Start listening, then press a key near your microphone. FFT classifies the sound as linear, tactile, or clicky.

Input level
— dB

How to use

  1. Click Start listening and allow microphone access when the browser prompts.
  2. When the waveform is live, press keys near your mic — each loud hit triggers an FFT classification when the RMS crosses the capture threshold.
  3. Read Switch classification, explanatory tip, peak frequency, and level.
  4. Click Stop listening to end microphone capture and release audio resources.
  5. Use Reset to clear the last result and prepare for another capture session.

FAQ

Is audio uploaded?

No. Audio is processed locally via Web Audio / AnalyserNode; nothing is sent to a server.

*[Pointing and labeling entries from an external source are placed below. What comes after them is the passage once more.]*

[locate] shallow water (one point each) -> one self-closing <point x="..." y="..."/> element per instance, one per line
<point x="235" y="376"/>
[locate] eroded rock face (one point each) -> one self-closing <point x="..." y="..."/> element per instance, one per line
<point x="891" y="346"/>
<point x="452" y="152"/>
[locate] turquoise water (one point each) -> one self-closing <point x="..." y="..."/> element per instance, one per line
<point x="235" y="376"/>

Why is my classification wrong?

Room noise, desk resonance, microphone quality, and loose stabilizers shift peaks — use single clean presses and retest.

Do I need a special mic?

Any laptop or headset mic works for a rough classification; results are indicative, not lab-grade.

Introduction

Keyboard Sound Analyzer listens through your microphone, measures level, draws a live waveform, and when a press is loud enough estimates a frequency peak to label the sound as broadly linear (thock), tactile, or clicky.

Purpose

  • Quick, fun comparison between switches or keyboards.
  • Educational preview of how tonal peaks differ by switch type.

Key Features

  • Browser microphone capture with live waveform and input level meter.
  • Heuristic FFT peak → Linear / Tactile / Clicky labels plus descriptive tips.
  • Reset clears the last classification without a page reload.

Common Use Cases

  • Hobbyist switch comparison streams or Discord “what switch is this?” clips.
  • Teaching students how different stems change dominant frequencies.

Best Practices

  • Test in a quiet room, mic a few centimeters above the switch, single firm presses only.
  • Treat output as indicative — room modes and cheap mics skew peaks.

Comparison metrics

Output Notes
Peak Hz Dominant FFT bin converted to frequency — compare same mic distance and environment.
Classification band Rules of thumb: low peak ≈ linear profile, mid ≈ tactile, high ≈ clicky (see on-screen tips).
Level meter Confirms the mic actually hears the key before trusting a capture.

This is a heuristic demo, not a replacement for acoustic measurement gear.